Missouri, along with Arizona and Louisiana, sued the Biden administration earlier this month over the move to end Title 42, which was implemented by the Trump administration in March 2020 in response to the COVID-19 pandemic. It allows for the rapid expulsion of migrants at the border.

REPUBLICAN STATES SUE TO STOP BIDEN ADMIN'S LIFTING OF TITLE 42 BORDER POLICY

Republicans and Democrats, along with some in the Biden administration, have warned that lifting the public health order will lead to a massive surge in migration on top of already high levels. DHS has been planning for up to 18,000 migrants a day.

"We’ve seen waves of illegal migration during Biden’s term because of his reflexive action to undo all of President Trump’s successful measures, but we’re about to see a tidal wave, a tsunami of illegal immigration right now," Schmitt told Fox News Digital in an interview this week.

Eric Schmitt

Eric Schmitt, Missouri attorney general, speaks during a news conference outside the Supreme Court in Washington, D.C., Sept. 9, 2019. (Andrew Harrer/Bloomberg via Getty Images)

The Republican states’ lawsuit argues that the Biden administration’s ending of Title 42 is not only bad policy, but is in breach of the notice-and-comment requirements in the Administrative Procedure Act (APA) and is "arbitrary and capricious," grounds by which other immigration policies have been struck down.

The lawsuit, filed in a U.S. District Court in Louisiana, claims the administration failed to estimate or account for the costs to the states. They cite "increased health care costs for aliens infected with COVID-19 and the cost of increased illegal immigration caused by the termination order and the presence of much greater numbers of paroled aliens with non-meritorious asylum claims who were induced to enter the United States because of the termination order."

Twenty-one states are now signed onto the lawsuit. Schmitt told Fox that non-border states like Missouri are still impacted by the border crisis.

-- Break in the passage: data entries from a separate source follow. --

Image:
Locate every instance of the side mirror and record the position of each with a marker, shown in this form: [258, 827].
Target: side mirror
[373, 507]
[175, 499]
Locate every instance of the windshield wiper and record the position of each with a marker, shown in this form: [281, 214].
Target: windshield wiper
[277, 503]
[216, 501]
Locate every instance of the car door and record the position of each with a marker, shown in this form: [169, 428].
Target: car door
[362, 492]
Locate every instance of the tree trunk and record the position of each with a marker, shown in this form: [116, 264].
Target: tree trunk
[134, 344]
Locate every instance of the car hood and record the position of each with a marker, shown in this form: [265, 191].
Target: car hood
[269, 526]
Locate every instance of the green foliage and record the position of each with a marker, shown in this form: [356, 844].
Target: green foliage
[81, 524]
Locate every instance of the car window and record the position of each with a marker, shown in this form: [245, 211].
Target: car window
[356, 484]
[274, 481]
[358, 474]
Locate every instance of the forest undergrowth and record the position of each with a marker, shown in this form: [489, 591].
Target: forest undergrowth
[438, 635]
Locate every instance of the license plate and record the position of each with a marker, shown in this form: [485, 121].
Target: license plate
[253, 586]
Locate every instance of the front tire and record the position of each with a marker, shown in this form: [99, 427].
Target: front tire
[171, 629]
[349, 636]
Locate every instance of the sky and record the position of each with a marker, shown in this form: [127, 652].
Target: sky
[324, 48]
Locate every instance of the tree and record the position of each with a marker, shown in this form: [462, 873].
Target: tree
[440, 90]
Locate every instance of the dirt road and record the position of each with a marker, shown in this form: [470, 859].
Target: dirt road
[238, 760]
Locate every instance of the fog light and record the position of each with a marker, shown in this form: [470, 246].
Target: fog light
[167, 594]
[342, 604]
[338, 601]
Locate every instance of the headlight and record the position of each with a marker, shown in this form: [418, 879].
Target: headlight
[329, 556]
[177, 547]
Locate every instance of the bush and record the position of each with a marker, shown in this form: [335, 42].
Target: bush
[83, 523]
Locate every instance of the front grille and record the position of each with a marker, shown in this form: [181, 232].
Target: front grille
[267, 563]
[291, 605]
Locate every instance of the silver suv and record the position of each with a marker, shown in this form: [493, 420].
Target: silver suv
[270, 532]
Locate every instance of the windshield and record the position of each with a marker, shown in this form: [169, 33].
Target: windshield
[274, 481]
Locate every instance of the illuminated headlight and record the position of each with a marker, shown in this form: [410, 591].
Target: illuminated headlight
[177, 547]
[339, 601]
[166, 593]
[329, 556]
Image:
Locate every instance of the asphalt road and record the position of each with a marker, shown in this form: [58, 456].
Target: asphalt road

"The illegal drugs, human trafficking, the dangerous people who we don’t know where they’re from, it doesn't just stop in El Paso or McAllen, it ends up in Kansas City and Columbus, Ohio and Denver. So every state’s a border state now," he said.

Schmitt said lifting Title 42 would be a "disaster" for the country, adding it's important to block the administration.

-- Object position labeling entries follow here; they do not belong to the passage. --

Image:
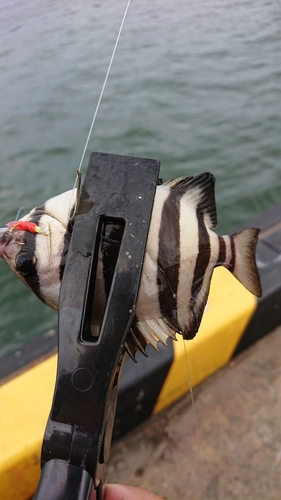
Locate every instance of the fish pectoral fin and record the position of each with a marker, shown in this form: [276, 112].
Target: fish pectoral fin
[190, 315]
[200, 192]
[155, 330]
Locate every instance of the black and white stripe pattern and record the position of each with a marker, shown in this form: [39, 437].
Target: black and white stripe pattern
[181, 254]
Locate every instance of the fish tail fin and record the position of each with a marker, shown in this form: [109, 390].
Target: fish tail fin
[245, 267]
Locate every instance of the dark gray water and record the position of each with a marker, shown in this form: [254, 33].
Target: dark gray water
[195, 83]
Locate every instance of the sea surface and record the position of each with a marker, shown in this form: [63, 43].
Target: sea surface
[194, 83]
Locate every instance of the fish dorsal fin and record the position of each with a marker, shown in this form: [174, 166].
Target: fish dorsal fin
[201, 193]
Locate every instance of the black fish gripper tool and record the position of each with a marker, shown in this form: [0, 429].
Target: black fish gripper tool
[109, 237]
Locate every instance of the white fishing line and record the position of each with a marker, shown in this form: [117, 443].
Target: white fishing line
[102, 90]
[201, 474]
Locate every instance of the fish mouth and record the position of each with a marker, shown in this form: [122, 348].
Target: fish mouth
[5, 238]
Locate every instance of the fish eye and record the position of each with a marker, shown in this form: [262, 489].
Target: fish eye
[25, 263]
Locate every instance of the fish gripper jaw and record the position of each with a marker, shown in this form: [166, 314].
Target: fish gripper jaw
[118, 192]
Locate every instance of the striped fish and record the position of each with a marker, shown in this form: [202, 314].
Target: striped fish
[181, 254]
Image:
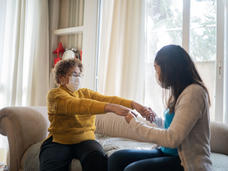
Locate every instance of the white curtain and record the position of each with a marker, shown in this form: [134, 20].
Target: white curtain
[121, 57]
[225, 118]
[24, 59]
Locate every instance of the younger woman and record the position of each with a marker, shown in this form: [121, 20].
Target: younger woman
[188, 103]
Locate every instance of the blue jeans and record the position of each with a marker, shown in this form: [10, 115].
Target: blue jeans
[143, 160]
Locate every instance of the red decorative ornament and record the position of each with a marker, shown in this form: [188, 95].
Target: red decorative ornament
[59, 51]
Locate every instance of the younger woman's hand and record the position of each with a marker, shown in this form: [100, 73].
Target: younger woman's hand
[118, 109]
[146, 112]
[129, 117]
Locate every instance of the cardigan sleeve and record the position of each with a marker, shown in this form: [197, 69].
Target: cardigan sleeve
[102, 98]
[60, 102]
[188, 111]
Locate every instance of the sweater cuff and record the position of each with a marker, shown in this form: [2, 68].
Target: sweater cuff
[133, 122]
[126, 103]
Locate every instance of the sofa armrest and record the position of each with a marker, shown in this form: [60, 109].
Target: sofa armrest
[219, 137]
[23, 127]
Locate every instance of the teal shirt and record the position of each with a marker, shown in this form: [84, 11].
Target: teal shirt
[167, 122]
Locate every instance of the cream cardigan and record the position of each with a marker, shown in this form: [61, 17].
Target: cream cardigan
[189, 130]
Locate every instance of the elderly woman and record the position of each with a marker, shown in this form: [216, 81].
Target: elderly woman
[71, 114]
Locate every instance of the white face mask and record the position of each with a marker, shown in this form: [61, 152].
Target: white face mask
[74, 83]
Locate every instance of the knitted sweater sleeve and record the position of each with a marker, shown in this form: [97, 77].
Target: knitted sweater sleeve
[60, 102]
[102, 98]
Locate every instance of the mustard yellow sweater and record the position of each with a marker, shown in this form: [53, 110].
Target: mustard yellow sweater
[72, 115]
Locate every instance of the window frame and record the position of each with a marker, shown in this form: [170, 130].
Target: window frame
[220, 49]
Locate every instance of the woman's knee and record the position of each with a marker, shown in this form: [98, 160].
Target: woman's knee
[95, 161]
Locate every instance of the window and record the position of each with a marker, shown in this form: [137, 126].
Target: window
[193, 25]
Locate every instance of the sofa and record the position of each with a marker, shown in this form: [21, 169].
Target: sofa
[26, 127]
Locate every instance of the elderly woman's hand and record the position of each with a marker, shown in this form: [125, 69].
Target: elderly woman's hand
[118, 109]
[146, 112]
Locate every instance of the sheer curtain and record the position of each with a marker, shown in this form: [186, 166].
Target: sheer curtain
[121, 56]
[24, 66]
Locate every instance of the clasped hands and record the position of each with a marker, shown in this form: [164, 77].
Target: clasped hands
[146, 112]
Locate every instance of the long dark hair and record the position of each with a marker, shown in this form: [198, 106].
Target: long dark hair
[177, 72]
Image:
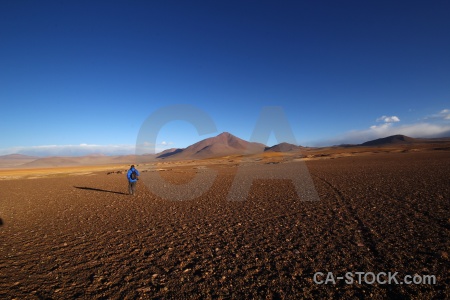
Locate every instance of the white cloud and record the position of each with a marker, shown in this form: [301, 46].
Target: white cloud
[387, 119]
[70, 150]
[419, 130]
[442, 115]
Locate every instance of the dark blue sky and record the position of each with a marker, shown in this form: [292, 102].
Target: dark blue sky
[91, 72]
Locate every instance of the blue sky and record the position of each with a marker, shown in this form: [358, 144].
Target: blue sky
[79, 77]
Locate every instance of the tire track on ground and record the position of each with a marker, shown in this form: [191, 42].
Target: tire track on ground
[409, 206]
[367, 236]
[379, 256]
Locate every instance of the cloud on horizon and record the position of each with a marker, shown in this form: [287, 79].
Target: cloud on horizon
[442, 115]
[387, 119]
[420, 130]
[389, 127]
[80, 150]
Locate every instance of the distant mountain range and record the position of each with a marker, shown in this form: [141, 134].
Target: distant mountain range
[402, 139]
[221, 145]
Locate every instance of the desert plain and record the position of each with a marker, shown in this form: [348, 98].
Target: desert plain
[74, 232]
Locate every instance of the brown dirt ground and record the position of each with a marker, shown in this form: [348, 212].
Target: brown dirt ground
[82, 236]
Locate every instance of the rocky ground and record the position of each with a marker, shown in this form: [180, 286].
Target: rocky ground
[84, 237]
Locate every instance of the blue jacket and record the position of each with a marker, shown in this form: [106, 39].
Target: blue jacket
[129, 174]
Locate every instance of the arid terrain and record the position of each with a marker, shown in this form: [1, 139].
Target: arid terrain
[75, 233]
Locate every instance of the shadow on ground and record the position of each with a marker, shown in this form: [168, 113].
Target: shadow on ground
[98, 190]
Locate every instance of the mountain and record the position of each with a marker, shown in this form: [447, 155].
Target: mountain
[168, 152]
[14, 160]
[17, 156]
[282, 147]
[392, 140]
[221, 145]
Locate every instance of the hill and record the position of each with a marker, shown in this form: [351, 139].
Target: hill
[282, 147]
[391, 140]
[221, 145]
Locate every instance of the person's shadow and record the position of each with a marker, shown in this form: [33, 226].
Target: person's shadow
[98, 190]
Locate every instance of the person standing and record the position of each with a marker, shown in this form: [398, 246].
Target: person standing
[132, 176]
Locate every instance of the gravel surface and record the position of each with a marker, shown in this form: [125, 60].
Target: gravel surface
[84, 237]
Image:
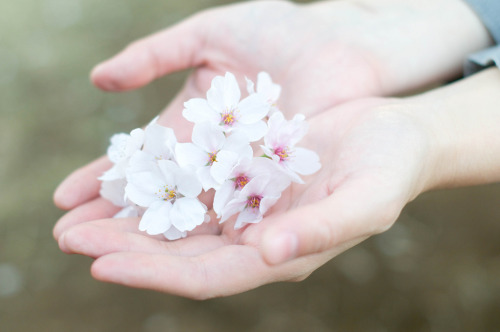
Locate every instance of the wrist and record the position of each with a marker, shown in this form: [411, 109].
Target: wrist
[411, 44]
[461, 121]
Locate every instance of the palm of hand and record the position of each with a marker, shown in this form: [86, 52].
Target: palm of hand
[360, 191]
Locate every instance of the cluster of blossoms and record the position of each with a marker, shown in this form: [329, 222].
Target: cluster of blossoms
[159, 179]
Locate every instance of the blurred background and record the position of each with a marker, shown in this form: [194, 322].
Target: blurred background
[437, 269]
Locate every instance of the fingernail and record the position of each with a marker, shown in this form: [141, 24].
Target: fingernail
[282, 248]
[101, 79]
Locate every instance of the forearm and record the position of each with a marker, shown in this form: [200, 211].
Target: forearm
[413, 43]
[463, 120]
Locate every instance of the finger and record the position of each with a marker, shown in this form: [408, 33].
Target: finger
[82, 185]
[176, 48]
[98, 208]
[103, 237]
[355, 210]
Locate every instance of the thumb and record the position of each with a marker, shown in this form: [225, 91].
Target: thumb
[176, 48]
[350, 213]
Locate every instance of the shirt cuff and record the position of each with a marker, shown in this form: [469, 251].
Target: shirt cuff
[482, 59]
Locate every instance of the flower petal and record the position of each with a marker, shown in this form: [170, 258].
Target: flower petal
[247, 216]
[114, 191]
[222, 196]
[198, 110]
[234, 206]
[304, 161]
[206, 179]
[254, 131]
[252, 109]
[221, 169]
[156, 218]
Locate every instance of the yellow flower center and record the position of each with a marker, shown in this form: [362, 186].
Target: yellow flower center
[166, 193]
[228, 118]
[241, 181]
[254, 202]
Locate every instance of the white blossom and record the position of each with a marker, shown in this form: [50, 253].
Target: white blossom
[213, 154]
[279, 144]
[169, 194]
[224, 108]
[255, 199]
[122, 147]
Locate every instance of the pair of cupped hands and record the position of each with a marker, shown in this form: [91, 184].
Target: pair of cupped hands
[334, 61]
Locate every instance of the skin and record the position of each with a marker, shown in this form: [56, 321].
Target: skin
[377, 153]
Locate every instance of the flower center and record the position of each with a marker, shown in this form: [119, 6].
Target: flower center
[166, 193]
[241, 181]
[282, 152]
[228, 118]
[212, 158]
[254, 202]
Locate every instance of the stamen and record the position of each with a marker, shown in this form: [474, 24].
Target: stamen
[212, 158]
[254, 202]
[166, 193]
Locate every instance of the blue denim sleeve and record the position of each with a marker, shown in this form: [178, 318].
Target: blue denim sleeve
[489, 13]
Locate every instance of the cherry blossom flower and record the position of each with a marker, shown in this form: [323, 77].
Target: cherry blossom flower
[169, 194]
[224, 108]
[255, 199]
[159, 144]
[280, 146]
[266, 89]
[122, 147]
[213, 154]
[239, 177]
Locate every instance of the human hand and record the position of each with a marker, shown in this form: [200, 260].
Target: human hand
[322, 54]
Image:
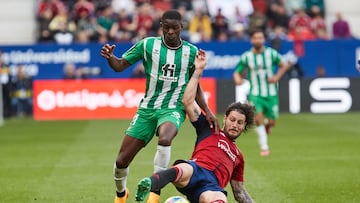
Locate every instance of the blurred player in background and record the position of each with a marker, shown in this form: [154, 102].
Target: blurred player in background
[216, 159]
[260, 63]
[168, 63]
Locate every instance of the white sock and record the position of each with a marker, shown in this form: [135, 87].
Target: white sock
[120, 177]
[162, 158]
[262, 137]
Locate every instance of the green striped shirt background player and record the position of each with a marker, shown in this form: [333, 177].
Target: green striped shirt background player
[169, 63]
[264, 69]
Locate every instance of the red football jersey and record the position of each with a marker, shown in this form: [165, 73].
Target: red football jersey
[217, 153]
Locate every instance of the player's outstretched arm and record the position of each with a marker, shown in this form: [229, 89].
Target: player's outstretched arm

"It’s just really important for our national security, for our border security. It’s one of the few things the federal government is actually supposed to do — securing the border — and Joe Biden is not interested in that, so under our system of federalism, the states are going to push back," he said.

58-MEMBER BIPARTISAN HOUSE PROBLEM SOLVERS CAUCUS BACKS BILL TO EXTEND TITLE 42

The lawsuit comes just as the move to end the public health order is getting pushback from a number of Democrats as well as Republicans. Democrats in both the House and Senate have signed onto legislation that would delay the rollback until 60 days after the Centers for Disease Control and Prevention ends the public emergency declaration.

Schmitt said he believes the move is politically damaging for Biden.

"I think the American people look at these decisions by the Biden administration, and they are offended by it," he said. "We’re a country of laws, and we’re lectured all the time about the sovereignty of other countries' borders, but Democrats and Joe Biden don’t seem to care much about our southern border."

Eric Schmitt Missouri

Missouri Attorney General Eric Schmitt (Fox News)

"Hopefully more Democrats will come on board and will apply some political pressure on Joe Biden, but in the meantime, we’re not going to wait for that, and that's why we’re taking legal action."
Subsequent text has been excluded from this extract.